For U.S. military personnel throughout Iraq, a lavish meal at the dining facility is the primary means of celebrating Thanksgiving. Other than making a phone call home, the day is pretty much business as usual. For this reason, commanders, food contractors and food preparers go all out on Thanksgiving. The planning for this meal began almost two months ago.

“Everyone here is away from home and for one day, for one meal, they get everything they would have back home,” said Jesse Vater, a food service supervisor for the contractor KBR. “We want them to feel like they’re home as much as possible,” said the 29-year-old from Beatrice, Neb.

Amid the helpings of turkey, stuffing, sweet potatoes, corn, green beans, crab legs, shrimp cocktails, pies, jell-o puddings, rolls, fruits, salads, and pitchers of eggnog were festive holiday decorations crafted out of dough and Styrofoam.

Serving lines were dressed up as covered wagons, while a tepee and dough-crafted American Indian chief rounded out the Thanksgiving theme. Other non-traditional decorations included cakes decorated with the seals of each branch of the U.S. military, a Styrofoam and spray-paint diorama of a shark swimming over a coral reef and a miniature swamp boat.

Senath Fernando, 32, of Sri Lanka, a KBR employee, crafted all of the decorations himself over the last month and a half.

In many ways, Thanksgiving is the ultimate performance review for food service contractors and soldiers who supervise them.

On Thursday, Master Sgt. Danny Van Tassell, 40, was a ball of energy as he oversaw the proceedings. Van Tassell is the contracting officer for the dining facility, and Thanksgiving is the Super Bowl of mess hall events.

“When you’re talking about big meals, this is it,” Van Tassell said. “I was a little nervous last night, yeah. I didn’t get any sleep.”
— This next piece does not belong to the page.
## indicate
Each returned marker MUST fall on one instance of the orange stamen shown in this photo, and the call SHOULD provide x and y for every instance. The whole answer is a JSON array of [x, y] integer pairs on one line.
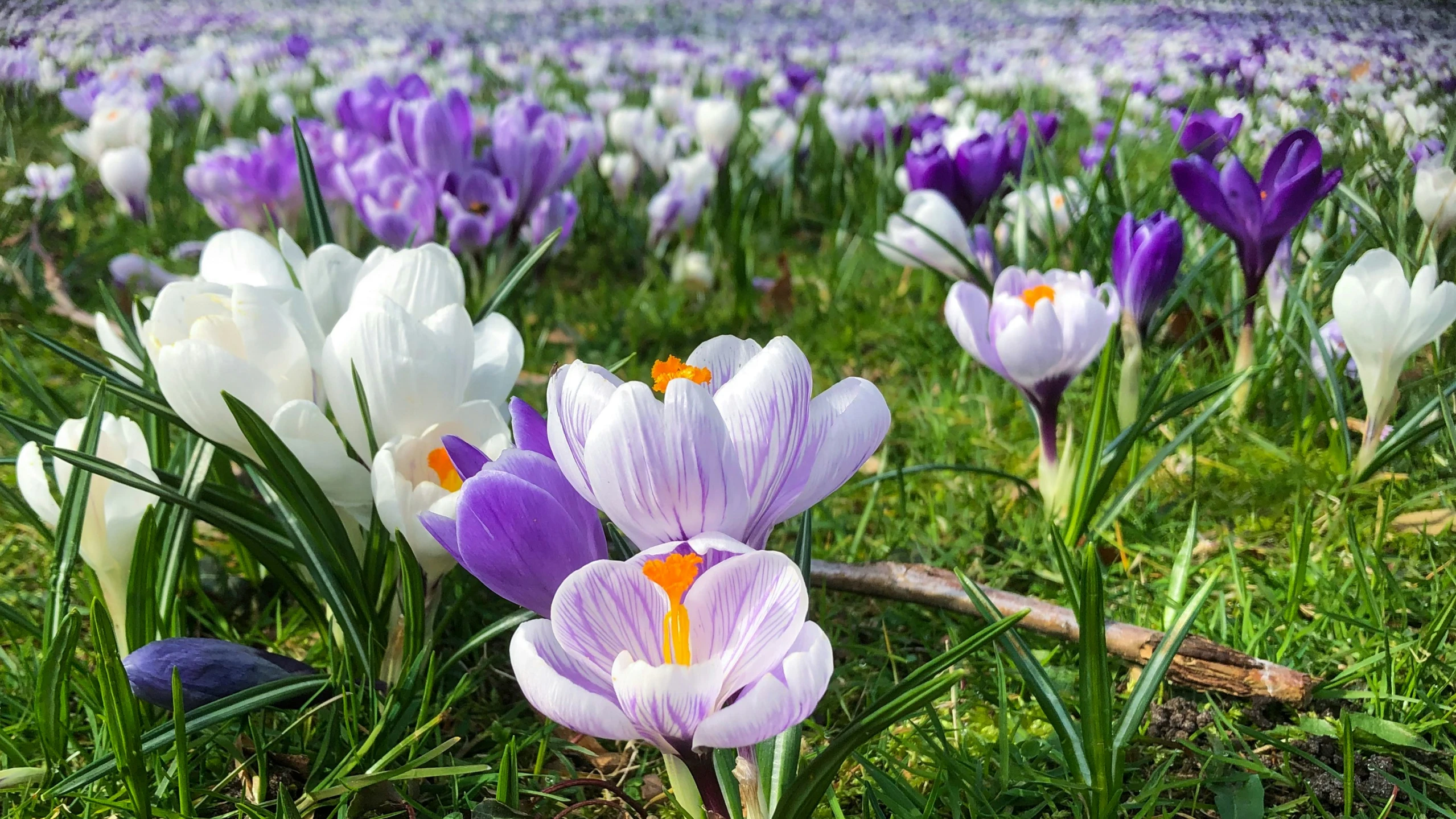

Col. A.T. Ball, commander of the 25th CAB, said he was more than pleased with the spread.

“Most people on the outside don’t realize the quality of the food we have. It’s just tremendous,” Ball said.

The colonel said that when he’s back in the States with his family, they usually eat Thanksgiving dinner at an Army dining facility.

“It’s a ritual for my family. I love it, the kids love it and my wife likes it, too,” Ball said. “Actually, I think she likes it because when you’re done, it doesn’t require a big clean up.”